Ma non meno degna del genio di Leonardo fu l’opera da lui compiuta applicando il suo metodo nello studio di ogni branca di scibile nel mondo delle cose, stabilendo i principii fondamentali di ciascuna di esse.

Infatti, dopo aver diviso col pensiero tutta la scienza della ingegnosa natura in varii trattati, osserva per ciascuno i fatti relativi principali, li confronta, ne ricerca le relazioni fondamentali, scuopre nuove verità e tutto nota nel suo libretto che portava sempre legato alla cintola.

E questo lavoro che costituisce il materiale di una vasta enciclopedia, è vivo nei manoscritti Vinciani, e sarà contenuto, un giorno, in molti volumi.

Della immensa luce che emana da quei manoscritti mi è concesso, in questo breve ricordo, di mostrarne soltanto qualche vivo raggio, cioè qualche sentenza illustrativa del metodo sperimentale e di accennare qualche scoperta che maggiormente manifesti il potente ingegno di lui.

Quanto egli fosse diligente osservatore della grande varietà nell’ordine mondiale, quasi tenendosi in dialogo con tutto ciò che vedeva, lo espresse egli stesso con queste belle parole: «nella contemplazione delle cose naturali sta la calma e il piacere della vita».
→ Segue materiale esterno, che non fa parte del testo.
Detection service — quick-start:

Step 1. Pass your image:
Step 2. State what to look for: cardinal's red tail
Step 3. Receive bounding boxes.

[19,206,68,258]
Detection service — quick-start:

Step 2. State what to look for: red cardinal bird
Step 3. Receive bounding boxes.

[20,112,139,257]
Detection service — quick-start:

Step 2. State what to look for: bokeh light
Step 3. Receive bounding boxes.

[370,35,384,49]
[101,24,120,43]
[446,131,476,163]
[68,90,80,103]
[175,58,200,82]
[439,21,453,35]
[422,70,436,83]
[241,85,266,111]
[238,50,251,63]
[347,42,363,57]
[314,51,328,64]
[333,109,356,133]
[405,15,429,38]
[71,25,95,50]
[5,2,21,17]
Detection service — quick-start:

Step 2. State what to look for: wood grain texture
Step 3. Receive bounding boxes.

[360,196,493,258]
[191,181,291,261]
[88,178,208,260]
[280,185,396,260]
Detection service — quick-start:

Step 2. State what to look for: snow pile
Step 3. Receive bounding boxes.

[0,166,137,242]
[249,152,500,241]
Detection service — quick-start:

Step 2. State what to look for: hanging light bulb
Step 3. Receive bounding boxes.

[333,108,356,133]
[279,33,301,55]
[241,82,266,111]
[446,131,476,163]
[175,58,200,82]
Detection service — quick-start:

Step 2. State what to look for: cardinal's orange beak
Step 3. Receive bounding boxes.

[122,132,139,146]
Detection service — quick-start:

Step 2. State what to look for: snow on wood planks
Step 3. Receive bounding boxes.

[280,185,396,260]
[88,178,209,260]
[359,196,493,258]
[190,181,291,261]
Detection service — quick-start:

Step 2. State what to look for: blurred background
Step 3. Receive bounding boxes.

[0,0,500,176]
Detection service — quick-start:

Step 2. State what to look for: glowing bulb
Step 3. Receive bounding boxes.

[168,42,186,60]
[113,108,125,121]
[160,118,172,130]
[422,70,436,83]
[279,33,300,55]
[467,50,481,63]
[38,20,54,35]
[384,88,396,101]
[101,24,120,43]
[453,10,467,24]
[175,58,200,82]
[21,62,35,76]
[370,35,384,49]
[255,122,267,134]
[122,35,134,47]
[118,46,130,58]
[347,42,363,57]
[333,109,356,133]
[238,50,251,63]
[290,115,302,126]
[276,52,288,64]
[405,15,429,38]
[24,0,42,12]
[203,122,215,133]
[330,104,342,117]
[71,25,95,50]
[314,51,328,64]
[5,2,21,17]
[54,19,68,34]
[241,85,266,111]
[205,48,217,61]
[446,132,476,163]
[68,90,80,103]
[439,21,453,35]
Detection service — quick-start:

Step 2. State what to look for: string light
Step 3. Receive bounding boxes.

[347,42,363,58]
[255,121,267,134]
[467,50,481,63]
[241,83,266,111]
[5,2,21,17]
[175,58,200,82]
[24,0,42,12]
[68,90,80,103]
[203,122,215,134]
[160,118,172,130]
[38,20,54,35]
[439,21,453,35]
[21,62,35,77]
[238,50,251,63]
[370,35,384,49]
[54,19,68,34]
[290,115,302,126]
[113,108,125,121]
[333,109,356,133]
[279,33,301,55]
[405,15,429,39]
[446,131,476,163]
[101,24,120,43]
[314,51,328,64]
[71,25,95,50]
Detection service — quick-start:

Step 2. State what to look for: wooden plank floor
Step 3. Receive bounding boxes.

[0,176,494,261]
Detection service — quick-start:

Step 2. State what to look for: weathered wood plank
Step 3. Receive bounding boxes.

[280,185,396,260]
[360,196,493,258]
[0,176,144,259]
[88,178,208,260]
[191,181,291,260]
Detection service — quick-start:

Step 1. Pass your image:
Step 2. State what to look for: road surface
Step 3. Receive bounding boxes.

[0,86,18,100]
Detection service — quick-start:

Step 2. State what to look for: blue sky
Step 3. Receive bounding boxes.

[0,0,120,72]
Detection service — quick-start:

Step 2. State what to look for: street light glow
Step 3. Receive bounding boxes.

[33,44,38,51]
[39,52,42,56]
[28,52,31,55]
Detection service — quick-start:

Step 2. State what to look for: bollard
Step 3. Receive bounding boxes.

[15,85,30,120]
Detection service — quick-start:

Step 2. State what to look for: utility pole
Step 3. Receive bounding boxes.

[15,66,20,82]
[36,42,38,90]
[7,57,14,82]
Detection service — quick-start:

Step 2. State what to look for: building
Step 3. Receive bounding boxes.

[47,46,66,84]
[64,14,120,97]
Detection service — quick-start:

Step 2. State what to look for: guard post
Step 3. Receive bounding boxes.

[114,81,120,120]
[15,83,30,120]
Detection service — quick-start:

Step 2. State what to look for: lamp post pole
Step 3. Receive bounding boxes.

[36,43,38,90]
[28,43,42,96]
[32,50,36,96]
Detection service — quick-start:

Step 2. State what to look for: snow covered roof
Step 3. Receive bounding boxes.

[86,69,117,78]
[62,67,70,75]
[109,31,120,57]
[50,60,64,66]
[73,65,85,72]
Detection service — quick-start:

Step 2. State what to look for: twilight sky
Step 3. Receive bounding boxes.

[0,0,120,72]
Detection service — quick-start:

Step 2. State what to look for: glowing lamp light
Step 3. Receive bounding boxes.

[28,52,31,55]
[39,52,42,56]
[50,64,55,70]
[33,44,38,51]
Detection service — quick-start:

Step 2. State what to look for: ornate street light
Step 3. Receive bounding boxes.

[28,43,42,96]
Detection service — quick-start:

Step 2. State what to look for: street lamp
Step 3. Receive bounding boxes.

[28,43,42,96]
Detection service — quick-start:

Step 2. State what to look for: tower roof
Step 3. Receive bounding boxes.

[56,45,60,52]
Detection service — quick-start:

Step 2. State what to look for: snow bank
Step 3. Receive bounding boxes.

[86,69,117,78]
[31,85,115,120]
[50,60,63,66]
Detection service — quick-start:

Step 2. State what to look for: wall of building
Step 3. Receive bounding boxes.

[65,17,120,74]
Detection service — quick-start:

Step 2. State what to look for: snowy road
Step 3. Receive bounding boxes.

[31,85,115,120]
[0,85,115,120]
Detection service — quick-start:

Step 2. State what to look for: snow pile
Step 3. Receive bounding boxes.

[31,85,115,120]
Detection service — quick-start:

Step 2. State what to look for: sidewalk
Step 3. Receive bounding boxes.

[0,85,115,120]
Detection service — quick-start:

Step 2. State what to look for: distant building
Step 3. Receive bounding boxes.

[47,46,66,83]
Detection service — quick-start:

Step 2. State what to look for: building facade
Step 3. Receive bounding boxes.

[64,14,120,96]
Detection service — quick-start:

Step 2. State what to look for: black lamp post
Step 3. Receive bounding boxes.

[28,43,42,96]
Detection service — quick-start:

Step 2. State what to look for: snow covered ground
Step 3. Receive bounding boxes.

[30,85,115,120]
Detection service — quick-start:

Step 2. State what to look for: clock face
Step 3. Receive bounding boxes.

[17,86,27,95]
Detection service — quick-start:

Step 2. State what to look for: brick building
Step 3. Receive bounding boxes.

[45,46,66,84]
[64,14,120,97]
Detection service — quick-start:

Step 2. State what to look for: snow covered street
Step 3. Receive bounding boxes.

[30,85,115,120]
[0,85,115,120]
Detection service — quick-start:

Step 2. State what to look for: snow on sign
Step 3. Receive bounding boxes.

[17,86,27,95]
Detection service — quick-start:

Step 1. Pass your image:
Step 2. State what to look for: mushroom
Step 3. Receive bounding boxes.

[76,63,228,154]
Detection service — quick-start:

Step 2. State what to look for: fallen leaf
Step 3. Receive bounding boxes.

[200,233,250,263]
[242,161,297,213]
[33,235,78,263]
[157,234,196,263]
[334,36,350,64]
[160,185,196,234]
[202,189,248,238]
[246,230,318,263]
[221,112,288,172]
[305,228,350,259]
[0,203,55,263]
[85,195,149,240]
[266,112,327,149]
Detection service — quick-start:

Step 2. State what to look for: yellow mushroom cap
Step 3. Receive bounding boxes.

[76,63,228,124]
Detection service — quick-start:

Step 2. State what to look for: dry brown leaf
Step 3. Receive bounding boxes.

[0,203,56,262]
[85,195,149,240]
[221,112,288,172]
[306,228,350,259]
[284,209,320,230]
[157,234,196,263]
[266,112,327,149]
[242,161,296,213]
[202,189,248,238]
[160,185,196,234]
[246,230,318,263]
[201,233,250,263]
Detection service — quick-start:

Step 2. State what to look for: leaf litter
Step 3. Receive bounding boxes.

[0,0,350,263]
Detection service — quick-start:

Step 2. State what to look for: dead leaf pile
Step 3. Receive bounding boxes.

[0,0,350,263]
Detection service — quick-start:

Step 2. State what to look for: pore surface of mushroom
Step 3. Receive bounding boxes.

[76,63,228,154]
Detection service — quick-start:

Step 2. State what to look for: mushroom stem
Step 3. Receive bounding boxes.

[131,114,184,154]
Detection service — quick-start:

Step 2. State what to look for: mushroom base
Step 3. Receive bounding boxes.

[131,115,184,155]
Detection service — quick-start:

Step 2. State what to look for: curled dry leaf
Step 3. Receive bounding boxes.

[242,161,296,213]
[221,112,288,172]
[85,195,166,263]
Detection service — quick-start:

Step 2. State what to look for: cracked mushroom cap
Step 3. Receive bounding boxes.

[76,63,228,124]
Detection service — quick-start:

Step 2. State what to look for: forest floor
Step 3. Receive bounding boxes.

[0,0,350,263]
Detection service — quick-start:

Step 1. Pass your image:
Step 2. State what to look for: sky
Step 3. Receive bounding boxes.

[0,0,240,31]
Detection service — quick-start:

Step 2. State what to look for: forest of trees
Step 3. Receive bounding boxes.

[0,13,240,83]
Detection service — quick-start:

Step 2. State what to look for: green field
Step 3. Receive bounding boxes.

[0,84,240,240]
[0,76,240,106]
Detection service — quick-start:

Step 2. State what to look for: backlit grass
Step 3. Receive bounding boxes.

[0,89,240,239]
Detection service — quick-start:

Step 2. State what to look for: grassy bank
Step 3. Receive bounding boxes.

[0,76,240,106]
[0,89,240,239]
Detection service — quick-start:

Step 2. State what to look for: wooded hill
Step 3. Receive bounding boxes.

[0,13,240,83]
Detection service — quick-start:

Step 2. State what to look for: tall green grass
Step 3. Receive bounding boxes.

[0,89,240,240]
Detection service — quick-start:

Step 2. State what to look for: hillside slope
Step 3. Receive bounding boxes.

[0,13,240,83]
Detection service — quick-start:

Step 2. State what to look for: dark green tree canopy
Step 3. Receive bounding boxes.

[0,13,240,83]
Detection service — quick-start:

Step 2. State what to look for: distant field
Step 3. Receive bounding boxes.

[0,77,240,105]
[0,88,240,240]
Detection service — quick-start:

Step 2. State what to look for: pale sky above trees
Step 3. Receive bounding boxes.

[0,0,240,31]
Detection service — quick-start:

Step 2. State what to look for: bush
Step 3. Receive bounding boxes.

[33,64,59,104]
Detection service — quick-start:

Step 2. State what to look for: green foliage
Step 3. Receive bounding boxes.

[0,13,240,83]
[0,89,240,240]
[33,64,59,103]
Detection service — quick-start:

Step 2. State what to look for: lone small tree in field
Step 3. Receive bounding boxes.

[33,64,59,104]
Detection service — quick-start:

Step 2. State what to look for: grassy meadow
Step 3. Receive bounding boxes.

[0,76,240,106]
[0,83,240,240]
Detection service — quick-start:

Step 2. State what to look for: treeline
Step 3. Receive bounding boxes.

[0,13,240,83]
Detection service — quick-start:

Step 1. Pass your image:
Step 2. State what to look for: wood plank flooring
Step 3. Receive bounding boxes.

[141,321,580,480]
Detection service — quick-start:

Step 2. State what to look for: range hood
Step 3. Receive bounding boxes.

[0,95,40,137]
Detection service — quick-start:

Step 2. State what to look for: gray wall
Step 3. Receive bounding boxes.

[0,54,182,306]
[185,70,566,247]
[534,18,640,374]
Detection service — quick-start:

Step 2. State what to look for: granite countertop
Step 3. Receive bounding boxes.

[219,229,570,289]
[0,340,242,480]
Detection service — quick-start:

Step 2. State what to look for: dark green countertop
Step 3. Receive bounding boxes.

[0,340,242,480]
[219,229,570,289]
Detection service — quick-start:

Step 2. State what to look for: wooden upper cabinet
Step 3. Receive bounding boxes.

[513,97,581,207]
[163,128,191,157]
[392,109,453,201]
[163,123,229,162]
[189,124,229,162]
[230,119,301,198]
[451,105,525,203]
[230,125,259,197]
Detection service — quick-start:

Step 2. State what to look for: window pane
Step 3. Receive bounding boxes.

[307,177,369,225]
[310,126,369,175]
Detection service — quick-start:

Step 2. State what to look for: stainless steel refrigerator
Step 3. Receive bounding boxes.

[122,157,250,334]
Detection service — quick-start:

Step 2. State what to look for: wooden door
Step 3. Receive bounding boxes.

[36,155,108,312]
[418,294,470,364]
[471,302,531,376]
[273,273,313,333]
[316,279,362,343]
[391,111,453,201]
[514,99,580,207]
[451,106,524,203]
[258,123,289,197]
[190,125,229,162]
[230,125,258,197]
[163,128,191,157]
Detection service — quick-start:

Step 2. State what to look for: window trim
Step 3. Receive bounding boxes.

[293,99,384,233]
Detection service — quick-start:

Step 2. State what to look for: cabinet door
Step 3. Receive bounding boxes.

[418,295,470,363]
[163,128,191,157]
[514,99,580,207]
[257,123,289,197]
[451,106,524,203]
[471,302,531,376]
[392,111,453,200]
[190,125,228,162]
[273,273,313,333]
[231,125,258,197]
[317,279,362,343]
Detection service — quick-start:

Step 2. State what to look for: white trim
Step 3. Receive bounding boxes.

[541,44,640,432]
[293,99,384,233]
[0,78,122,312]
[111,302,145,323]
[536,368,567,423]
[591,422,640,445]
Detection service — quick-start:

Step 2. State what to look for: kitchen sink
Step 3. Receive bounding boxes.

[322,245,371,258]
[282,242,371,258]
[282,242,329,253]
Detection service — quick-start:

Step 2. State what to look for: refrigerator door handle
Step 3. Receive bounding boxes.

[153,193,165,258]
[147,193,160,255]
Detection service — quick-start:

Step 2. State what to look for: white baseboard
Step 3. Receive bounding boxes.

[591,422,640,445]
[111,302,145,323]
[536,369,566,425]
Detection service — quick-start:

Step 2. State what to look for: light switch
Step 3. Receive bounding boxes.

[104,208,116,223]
Intorno alla sua indipendenza dagli eruditi del suo tempo scriveva: «molti penseranno di potermi biasimare perchè le mie prove vanno contro l’autorità degli uomini tenuti in grande riverenza dal loro giudizio inesperto, ma non considerano che le mie idee sono nate dalla pura e semplice esperienza, che è la vera maestra».